The media approach to the continuing section 44 fiasco is morphing from jeremiad to jihad.
After weeks of long lamentations over the failure of Australian politicians to “just do their paperwork” and high-minded declarations about the “highest law in the land”, we’re now moving to the “for god’s sake, do something!” stage where that something is an audit of existing MPs and senators — whatever that may mean.
The demand comes complete with those usual villains standing in the way of righteousness, summed up in The Daily Telegraph’s Friday front page screaming “CONE OF CONNIVERS” over a photo of Turnbull and Shorten.
Now, look, I enjoy a good political crisis as much as the next person — particularly if that next person is also a journalist. A good crisis sells papers — or draws eyeballs, as we should say now.
It’s been entertaining as all get-out to watch self-righteous politicians slipping and sliding on constitutional banana skins to the hilarious dubbed line, “And the High Court will so hold!”
That’s before we get to the hypocrisy of a government demanding respect for 20th century refugees given its record on refugees in the 21st century.
The hysteria over section 44 among journalists and politicians is the farce of the revival of nativism that has shaped so much of media and political discourse in Australia over the past 20 years. Meanwhile, the tragedy is being played out on Manus Island.
Unlike Manus, though, no one has died. In fact, nothing has happened in the Australian parliament — ever — that would have happened differently if section 44 had been more rigorously applied from the very start back in January 1, 1901.
In all this, have we lost all sense of just how offensive it is to demand that people born overseas (or with parents born overseas) prove that they really, truly, are Australians? Have we forgotten where birtherism ended up in the United States? Do we miss the implication that what we seem to be really saying is, “prove you’re Australian like us”?
The case involving Environment Minister Josh Frydenberg on Friday was the nadir. When Prime Minister Turnbull gets all het up in his barrister’s manner, it’s always hard to distinguish between genuine and confected outrage, but he was right to call it out. And the glee with which the right of the Liberal Party embraced it should give pause to those who think this is anything other than grubby internal party politics.
The country managed its way around section 44 for most of its first century by simply ignoring it. It’s clear now that two or three prime ministers and any number of senior ministers were never eligible to sit in the parliament. And there’s a certain satisfying schadenfreude that the first successful candidate to be unseated was from the very nativist One Nation after its success at the 1998 election. Satisfying, because it was the emergence of One Nation — and the political response to it by the Howard Liberal Party — that entrenched nativism as the political consensus position, reinforced out of the combined outcome of the 1999 Republic referendum and the 2001 Tampa incident. It’s corollary — “the Lindsay test” — conflates what nativism permits to be politically achievable with what is morally right.
Although it’s a malleable concept, in the Australian context, nativism technically means the prioritisation of the interests of the Australian-born or bred (preferably at some remove of British descent) over others, whether those others are Indigenous or of non-European descent.

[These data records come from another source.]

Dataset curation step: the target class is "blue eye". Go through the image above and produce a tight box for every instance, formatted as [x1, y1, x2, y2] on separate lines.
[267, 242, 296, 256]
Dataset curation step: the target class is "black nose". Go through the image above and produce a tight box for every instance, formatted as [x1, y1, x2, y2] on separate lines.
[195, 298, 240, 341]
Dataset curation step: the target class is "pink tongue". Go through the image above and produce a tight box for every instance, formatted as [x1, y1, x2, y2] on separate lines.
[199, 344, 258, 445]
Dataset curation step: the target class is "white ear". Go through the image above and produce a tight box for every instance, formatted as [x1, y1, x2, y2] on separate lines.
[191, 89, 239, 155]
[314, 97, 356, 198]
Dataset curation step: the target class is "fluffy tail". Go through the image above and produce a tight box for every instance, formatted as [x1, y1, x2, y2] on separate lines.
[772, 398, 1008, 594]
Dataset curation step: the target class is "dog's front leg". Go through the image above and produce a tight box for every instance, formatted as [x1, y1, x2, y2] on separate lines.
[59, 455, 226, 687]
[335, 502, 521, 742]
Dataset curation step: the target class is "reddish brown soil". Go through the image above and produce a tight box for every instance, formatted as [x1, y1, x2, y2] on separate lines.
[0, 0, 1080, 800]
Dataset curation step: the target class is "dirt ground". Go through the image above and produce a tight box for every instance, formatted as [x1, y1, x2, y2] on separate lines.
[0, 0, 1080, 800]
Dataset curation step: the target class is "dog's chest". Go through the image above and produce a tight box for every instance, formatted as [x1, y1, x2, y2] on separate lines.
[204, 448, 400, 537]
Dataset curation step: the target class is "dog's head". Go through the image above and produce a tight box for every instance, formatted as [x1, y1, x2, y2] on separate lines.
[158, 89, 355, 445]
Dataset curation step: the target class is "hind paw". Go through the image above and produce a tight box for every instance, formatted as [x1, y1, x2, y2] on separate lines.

Of course, nativists rarely embrace the term; they prefer “nationalists” or “patriots”, or just “true blue”. They stand for Straya or, perhaps, One Nation — with or without capitalisation.
Section 44 is fundamentally undemocratic because it restricts who voters can choose to represent them. It was because our forefathers, in the grip of 19th-century nativism, were fearful that voters, left to their own devices, may not always chose MPs of good British stock.
Yet lack of political will to change the constitution for anything demands we accept that a constitution drafted back in the 1890s is perfectly formed.
It’s not. Bits of it are nuts. And this is one of those bits. Want proof of what voters think? On the two occasions where MPs have lost their seats under section 44, both were subsequently re-elected with increased majorities.
Barnaby Joyce seems set to be the third.